Its job is to move broadcast-quality audio around reliably and with extremely low latency. It acts as the bridge between the virtual world and the broadcast chain. Audio is routed between VMs and servers using Axia LiveWire.
The 'Utilities' Machine
This Windows VM does three critical jobs:
Silence Monitoring (Part 1):
If it detects no audio coming from PlayIt Live (via the Axia xNode audio router), it automatically switches to backup audio so dead air never reaches listeners.
Recording:
The PC records the station output 24/7 to stay compliant with broadcast regulations (Ofcom).
News:
It pulls in scheduled news audio ready for broadcast, from our news provider: Radio News Hub.
Audio Processing
Before the station reaches listeners, it passes through another Windows VM running StereoTool.
This is where the station gets its sound;
Multi-band compression
EQ
Automatic gain control
Loudness control
- Consistency between tracks
This ensures the station sounds polished, professional, and consistent whether you’re listening in the car, on headphones, or via DAB+.
The Streaming Layer
After processing, the audio is sent to two separate streaming servers running AzuraCast. They two servers live in different data centres.
If one goes down, the other keeps the station alive.
These servers:
Handle listener connections
Provide different bitrates (mobile vs high quality)
Feed the DAB+ encoder
Power the web player
When you press play on your phone – you’re connecting here.
Silence Monitoring (Part 2)
There’s another small VM in the cloud whose only job is to listen to the audio stream, post AzuraCast.
If it detects more than five seconds of silence, I get a push notification to my phone allowing quick resolution of any problems.
On The Gig! Shout Outs
This is a fun one – If someone working on a show or event submits a shout-out via the website:
It comes in through WordPress (the website software) as an RSS feed. For that particular shout out, the respective RSS feed is pre/post cursed with a variation of text that introduces and exits the shout out (selected randomly by the website)
This is approved by one of the Backstage Radio admins via an email link
It’s converted to speech using ElevenLabs API (AI speech generation)

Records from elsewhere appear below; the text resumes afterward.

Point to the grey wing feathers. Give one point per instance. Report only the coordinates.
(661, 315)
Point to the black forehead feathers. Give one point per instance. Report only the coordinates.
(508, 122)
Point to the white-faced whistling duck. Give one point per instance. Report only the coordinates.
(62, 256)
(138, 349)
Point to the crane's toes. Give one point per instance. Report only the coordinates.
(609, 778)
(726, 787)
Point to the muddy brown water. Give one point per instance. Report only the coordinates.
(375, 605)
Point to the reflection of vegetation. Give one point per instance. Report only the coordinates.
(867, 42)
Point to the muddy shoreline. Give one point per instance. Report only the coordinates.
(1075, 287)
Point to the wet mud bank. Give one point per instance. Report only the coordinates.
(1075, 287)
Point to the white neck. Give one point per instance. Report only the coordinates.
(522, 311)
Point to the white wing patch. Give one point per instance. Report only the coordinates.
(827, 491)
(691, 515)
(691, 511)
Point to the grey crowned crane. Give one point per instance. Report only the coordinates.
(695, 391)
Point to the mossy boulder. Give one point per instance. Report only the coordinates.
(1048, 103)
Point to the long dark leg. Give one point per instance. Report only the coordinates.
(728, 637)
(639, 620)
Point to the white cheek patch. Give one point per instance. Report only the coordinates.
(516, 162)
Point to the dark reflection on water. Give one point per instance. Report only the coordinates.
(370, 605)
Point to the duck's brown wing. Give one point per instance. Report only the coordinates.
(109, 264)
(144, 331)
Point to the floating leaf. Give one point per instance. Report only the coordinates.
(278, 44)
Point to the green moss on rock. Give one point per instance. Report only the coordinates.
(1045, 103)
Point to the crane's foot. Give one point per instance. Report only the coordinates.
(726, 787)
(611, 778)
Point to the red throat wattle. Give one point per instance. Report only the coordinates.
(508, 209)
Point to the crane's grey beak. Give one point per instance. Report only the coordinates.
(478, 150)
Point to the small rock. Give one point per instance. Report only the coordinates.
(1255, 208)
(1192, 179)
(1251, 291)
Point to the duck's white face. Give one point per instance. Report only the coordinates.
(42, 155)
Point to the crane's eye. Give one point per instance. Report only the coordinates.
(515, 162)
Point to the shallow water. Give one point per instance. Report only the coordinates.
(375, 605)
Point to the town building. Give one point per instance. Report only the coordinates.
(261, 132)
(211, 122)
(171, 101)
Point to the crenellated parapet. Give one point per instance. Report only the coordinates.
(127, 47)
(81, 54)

It’s inserted directly into the playout system (PlayIt Live) via its API. On The Gig! themed audio is placed before, after and during when the text to speech audio is played to give a live radio feel. The length of the ‘bed’ audio being played under the shout out from the website is automatically adjusted to the length of the text to speech conversion.
No manual editing required – a shout out from anywhere in the world becomes on-air audio in minutes.
The AI-Powered Industry News
Upon a command from the playout software (PlayIt Live), this VM pulls RSS feeds from across the live events industry – sound, lighting, AV, magazines, jobs and theatre.
This VM then:
Compiles the latest stories from the most relevant RSS feeds
Summarises them using AI (ChatGPT API)
Converts them into broadcast-ready scripts (ChatGPT API)
Turns them into speech (ElevenLabs API)
Outputs a finished news bulletin
That bulletin plays twice daily on Backstage Radio, with news sting audio added underneath, all behind the scenes – It’s an automated newsroom built specifically for our industry.
Show Recording
When a live or voice-tracked show starts, a trigger from the playout software, tells this VM to begin recording.
It:
Records the show
Captures metadata (i.e track and artist name)
Time-stamps all metadata
Automatically uploads to Mixcloud, where on-demand shows are kept for Backstage Radio, via their API
Presenters don’t need to manually export or upload anything.